In most mammals, mucous membranes line the passages by which internal organs communicate with the exterior environment. By way of example but not limitation, the two primary mammalian tracts (i.e., the gastrointestinal and genitourinary tracts) are lined with mucous membranes. These mucous membranes are generally soft and velvety, and very vascular, and their surfaces are coated over by their mucous secretion, which is typically of a viscous consistency. The mucous serves to protect tissue from foreign substances which may be introduced into the body.
In order to provide a training tool for physicians and other medical personnel who are learning endoscopic insertion techniques and therapeutic procedures, it has been found desirable to provide a clinically realistic anatomical model of the mucous membranes which line the two primary mammalian tracts, i.e., the gastrointestinal and genitourinary tracts.
Many, if not most, of the prior art anatomical models of the gastrointestinal and genitourinary tracts are single-walled tubular models which are positioned on a base plate. These single-walled tubular models generally utilize elastomeric materials such as silicone or a thermoplastic elastomer (TPE) to simulate the pliable, compliant nature of a gastrointestinal and/or genitourinary tract organ, e.g., the bowel, etc.
However, there are many deficiencies associated with these prior art anatomical models.
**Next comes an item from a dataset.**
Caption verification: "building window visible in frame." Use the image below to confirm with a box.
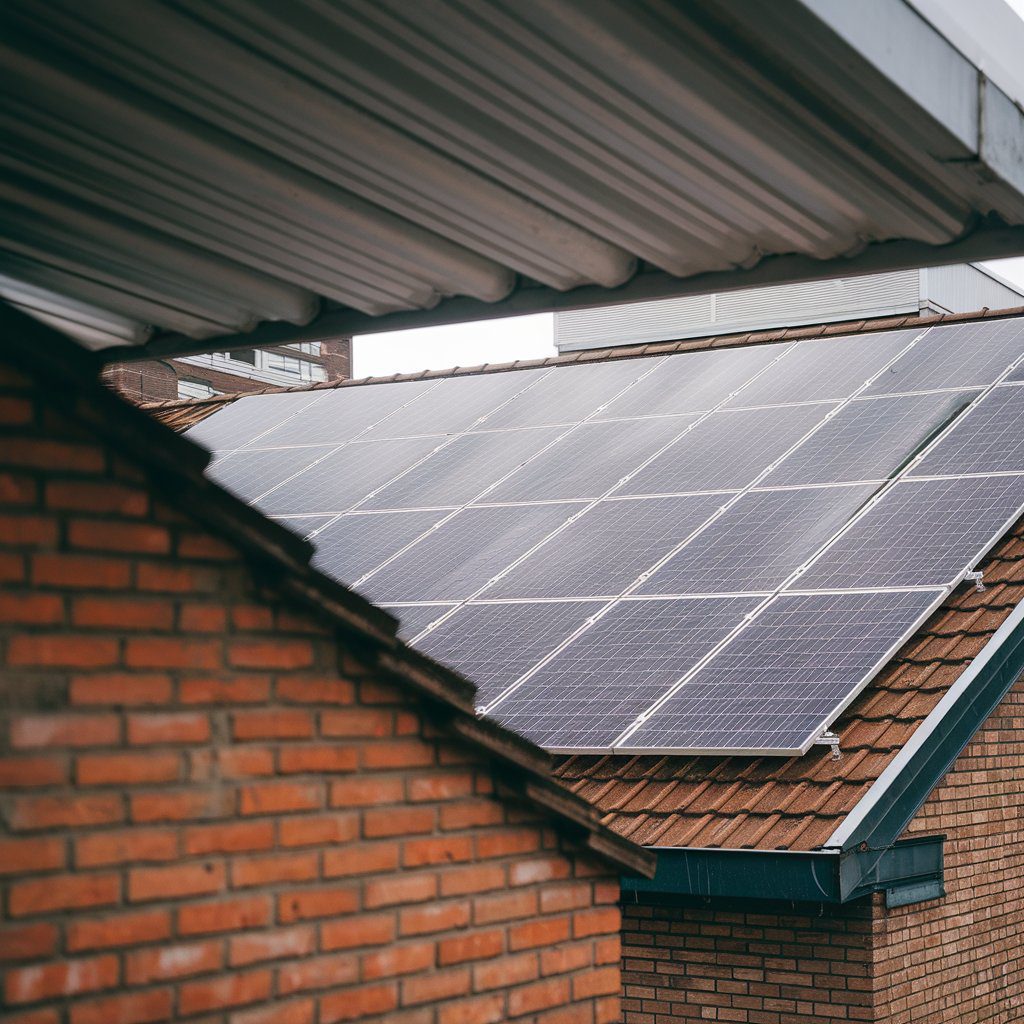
[263,352,327,381]
[285,341,321,355]
[178,377,220,398]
For example, elastomeric materials tend to have a high coefficient of friction, which is the opposite of the slippery mucous-lined anatomy of the gastrointestinal and genitourinary tracts. Thus, forming the anatomical model out of an elastomer makes it difficult to pass the instrumentation (e.g., an endoscope) through the anatomical model in a realistic manner. One solution to this problem is to add a lubricant to the anatomical model and/or the instrumentation. However, this approach is not completely satisfactory, since the lubricant can dry out, even in a relatively short time period, which can then make it even more difficult to pass instrumentation through the model.
Another significant deficiency of prior art anatomical models is that these models fail to realistically incorporate the external compression (e.g., abdominal pressure from adjacent organs) which acts on the gastrointestinal and/or genitourinary tract. For example, the bowel and the urethra are both tubular organs which typically lay in a flat condition when these organs are not distended. Prior art anatomical models are generally constructed with self-supporting walls which do not simulate the lay-flat anatomy which is being compressed by abdominal pressure from adjacent organs.
In addition to the foregoing, the gastrointestinal and/or genitourinary tracts are typically supported by the adjacent anatomy via movable connections. By way of example but not limitation, the small bowel is typically movably supported by the mesentery. Prior art anatomical models are generally constructed with fixed supports which do not properly simulate the movable connections which can be characteristic of the gastrointestinal and/or genitourinary tracts.
For these reasons, and others, there is presently a need for a more realistic and accurate anatomical model which can be used as a training tool for physicians and other medical personnel to learn endoscopic insertion techniques and therapeutic procedures.